- Born: March 3, 1946 (age 80) Baltimore, Maryland, U.S.
- Occupation: Author
- Writing career
- Period: 1987–present
- Genre: Literary fiction
- Website: www.maryltabor.com

= Mary Tabor =

American novelist

Mary L. Tabor (born March 3, 1946) is an American author of literary fiction, professor, radio show host, and columnist.

==Early life and education==
Mary Tabor was born on March 3, 1946, in Baltimore, Maryland, and graduated from Forest Park High School in 1962. She later attended University of Maryland and graduated Phi Beta Kappa with a B.A. in English in 1966. She later obtained MAT in English and education in 1967 from Oberlin College. Tabor obtained her MFA in 1999 from Ohio State University.

==Working career==
In 1980, Tabor was a manager, writer, and Editor-in-chief for the American Petroleum Institute. She was promoted to the director of public affairs of the API in 1989 and was in this position until 1996.

Tabor was a visiting professor of English at the University of Missouri during 2006–2007. She was an adjunct professor in English at George Washington University from 1999 through 2010. Since 2008, Tabor has been a Woodrow Wilson Visiting Fellow.

==Writing career==
Tabor's first memoir piece was published in The New York Jewish Week in 1987 and she published literary memoir and short fiction pieces regularly in literary magazines. She published her first book of fiction The Woman Who Never Cooked at the age of 60. In 2011, she published her memoir, (Re)Making Love and won the 2014 Watty award for Best of Interactive Storytelling.

In 2013, Tabor published her first novel, Who By Fire, which won the Notable Indie award for best books of 2013 by online magazine Shelf Unbound.

Mary L. Tabor is a member of the Authors Guild.

==Personal==
Since retiring from George Washington University, Tabor has been teaching select students across the world, one-on-one.
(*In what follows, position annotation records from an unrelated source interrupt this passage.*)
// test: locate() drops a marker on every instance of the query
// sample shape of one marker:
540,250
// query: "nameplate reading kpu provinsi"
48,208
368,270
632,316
She currently lives in Hyde Park, Chicago with her husband.

==Bibliography==

===Short stories===
- Woman Who Never Cooked: Stories (2006)

===Memoir===
- (Re)MAKING LOVE: a sex after sixty story (2011)

===Novels===
- Who by Fire (2012)

==Awards==
- Winner 2004 Mid-List First Series Award for Short Fiction
- Grand Prize, Santa Fe Writers Project 2000 Literary Awards, August 2000
- Semi-finalist, Lewis-Clark Press Discovery and Expedition Awards, 2004.
- Honorable Mention, Starcherone Books Fiction Prize, 2004–05.
- One of six semi-finalists, John Simmons Iowa Short Fiction Award, 2003.
- Finalist for the 2003 Spokane Prize for Short Fiction, EWU Press, September 2003.
- Finalist for the 2002, Mid-List Series Award for Short Fiction June 2003.
- One of six semi-finalists for the 2002 Katherine Anne Porter Prize in short fiction.
- One of six semi-finalists for the 2000 Iowa Short Fiction Contest.